Personal income rebounded in January, rising by 0.6% month-on-month, handily beating market expectations of 0.4%. Even when stripping out price effects, income growth was strong. Following a contraction in December, real disposable income advanced by 0.5% in January.
While income bounced back, spending growth slowed to 0.2% m/m from 0.4% in December, and was a touch below market expectations (+0.3%). In real terms, growth was nearly flat at 0.1%, and was also below consensus forecasts (+0.2%).
On the prices side, inflation pressures were softer than expected. The overall PCE deflator ticked up by 0.1% m/m, and was 1.7% higher than it was a year ago. Both measures were 0.1 percentage points below market expectations. The same was true for the core PCE deflator which came in at 0.1% on the month and 1.6% y/y.

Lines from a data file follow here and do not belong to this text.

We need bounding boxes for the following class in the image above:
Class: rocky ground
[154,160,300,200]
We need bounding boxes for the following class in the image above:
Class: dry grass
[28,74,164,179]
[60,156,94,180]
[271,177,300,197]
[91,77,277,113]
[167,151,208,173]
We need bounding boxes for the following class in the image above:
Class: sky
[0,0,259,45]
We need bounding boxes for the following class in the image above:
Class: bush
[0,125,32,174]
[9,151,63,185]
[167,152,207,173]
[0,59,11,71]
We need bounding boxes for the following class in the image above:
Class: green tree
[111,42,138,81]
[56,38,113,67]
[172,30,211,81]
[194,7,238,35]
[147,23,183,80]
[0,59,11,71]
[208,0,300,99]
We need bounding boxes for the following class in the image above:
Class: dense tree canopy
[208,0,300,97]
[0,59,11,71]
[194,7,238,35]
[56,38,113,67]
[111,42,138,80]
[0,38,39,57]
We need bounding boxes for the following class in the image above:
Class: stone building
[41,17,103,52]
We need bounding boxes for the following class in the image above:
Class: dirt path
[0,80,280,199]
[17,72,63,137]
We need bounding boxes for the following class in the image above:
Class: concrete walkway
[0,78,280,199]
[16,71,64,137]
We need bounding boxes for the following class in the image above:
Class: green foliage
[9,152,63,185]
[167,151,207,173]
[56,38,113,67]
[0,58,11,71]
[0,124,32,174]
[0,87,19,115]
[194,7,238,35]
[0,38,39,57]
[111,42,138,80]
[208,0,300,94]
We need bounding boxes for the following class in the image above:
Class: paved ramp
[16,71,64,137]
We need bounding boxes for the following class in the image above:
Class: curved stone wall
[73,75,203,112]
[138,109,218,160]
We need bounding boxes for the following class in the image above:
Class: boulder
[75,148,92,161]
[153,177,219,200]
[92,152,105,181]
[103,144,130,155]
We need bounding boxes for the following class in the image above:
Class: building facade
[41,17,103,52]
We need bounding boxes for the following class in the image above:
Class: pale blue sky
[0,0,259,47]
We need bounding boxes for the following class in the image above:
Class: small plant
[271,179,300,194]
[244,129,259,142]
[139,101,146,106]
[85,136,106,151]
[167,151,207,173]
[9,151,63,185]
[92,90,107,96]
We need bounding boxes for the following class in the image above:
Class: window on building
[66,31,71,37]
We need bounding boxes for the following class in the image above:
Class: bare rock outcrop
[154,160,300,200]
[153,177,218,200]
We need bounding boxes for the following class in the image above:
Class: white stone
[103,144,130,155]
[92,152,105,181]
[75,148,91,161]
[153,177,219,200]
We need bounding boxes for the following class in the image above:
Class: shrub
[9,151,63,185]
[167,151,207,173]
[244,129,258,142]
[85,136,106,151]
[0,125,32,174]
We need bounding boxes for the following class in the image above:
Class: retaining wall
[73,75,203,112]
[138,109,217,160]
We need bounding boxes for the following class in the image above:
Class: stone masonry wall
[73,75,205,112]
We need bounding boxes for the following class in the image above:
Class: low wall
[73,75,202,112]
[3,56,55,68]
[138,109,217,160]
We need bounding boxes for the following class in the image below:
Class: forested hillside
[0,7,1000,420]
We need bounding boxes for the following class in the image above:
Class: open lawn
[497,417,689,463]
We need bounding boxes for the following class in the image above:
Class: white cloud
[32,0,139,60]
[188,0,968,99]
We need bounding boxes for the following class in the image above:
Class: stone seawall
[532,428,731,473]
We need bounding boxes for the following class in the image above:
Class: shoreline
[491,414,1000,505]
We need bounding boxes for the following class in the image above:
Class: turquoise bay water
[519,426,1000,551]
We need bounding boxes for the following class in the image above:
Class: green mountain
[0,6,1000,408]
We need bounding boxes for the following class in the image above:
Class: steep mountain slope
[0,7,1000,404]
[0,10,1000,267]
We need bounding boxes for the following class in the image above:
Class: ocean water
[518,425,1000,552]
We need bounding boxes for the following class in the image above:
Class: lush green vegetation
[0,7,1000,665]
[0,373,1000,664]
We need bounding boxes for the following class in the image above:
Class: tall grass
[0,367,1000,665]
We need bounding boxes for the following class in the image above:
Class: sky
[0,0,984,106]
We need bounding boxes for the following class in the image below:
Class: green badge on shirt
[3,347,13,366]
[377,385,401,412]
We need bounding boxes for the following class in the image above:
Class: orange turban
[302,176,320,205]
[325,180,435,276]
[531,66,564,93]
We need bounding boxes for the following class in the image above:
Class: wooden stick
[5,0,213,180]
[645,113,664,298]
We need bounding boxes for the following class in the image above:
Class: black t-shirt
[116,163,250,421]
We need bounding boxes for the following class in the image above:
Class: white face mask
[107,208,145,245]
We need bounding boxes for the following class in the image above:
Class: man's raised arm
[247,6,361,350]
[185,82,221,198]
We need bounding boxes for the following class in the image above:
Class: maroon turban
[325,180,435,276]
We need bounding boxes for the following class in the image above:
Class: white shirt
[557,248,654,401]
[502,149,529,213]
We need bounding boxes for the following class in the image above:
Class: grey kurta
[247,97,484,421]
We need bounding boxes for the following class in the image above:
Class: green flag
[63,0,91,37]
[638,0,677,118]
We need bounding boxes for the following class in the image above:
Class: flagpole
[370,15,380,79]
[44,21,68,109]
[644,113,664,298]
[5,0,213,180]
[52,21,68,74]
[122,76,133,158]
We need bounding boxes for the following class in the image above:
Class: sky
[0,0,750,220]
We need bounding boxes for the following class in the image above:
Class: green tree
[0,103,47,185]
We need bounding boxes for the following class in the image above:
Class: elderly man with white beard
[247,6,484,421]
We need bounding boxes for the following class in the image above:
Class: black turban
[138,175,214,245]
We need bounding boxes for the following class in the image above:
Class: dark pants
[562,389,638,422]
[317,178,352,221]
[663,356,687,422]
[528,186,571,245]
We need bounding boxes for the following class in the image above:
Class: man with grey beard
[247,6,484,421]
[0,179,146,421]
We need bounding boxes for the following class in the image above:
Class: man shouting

On the whole, today’s release was a mixed bag. Growth in spending was muted and price inflation was soft. While these are data for only one month, spending has decelerated from the strong gains observed over the first half of 2019.
Income, on the other hand, surged in January reflecting a sharp rise in wage and salaries as well as social security benefit payments. In normal circumstances, these gains would filter through to stronger spending in the months ahead, but with coronavirus fears entering the psyche, consumption could be weaker in the coming months than income fundamentals would suggest.
In its recent communication, The Federal Reserve had noted that consumption has moved from solid to decent growth. Today’s release was broadly in line with that narrative. However, the Fed will likely be increasingly concerned with the spread of COVID-19. If the virus continues to disrupt supply chains, and weigh on economic activity and confidence, the Fed might be forced into action to provide some relief during this time of turmoil.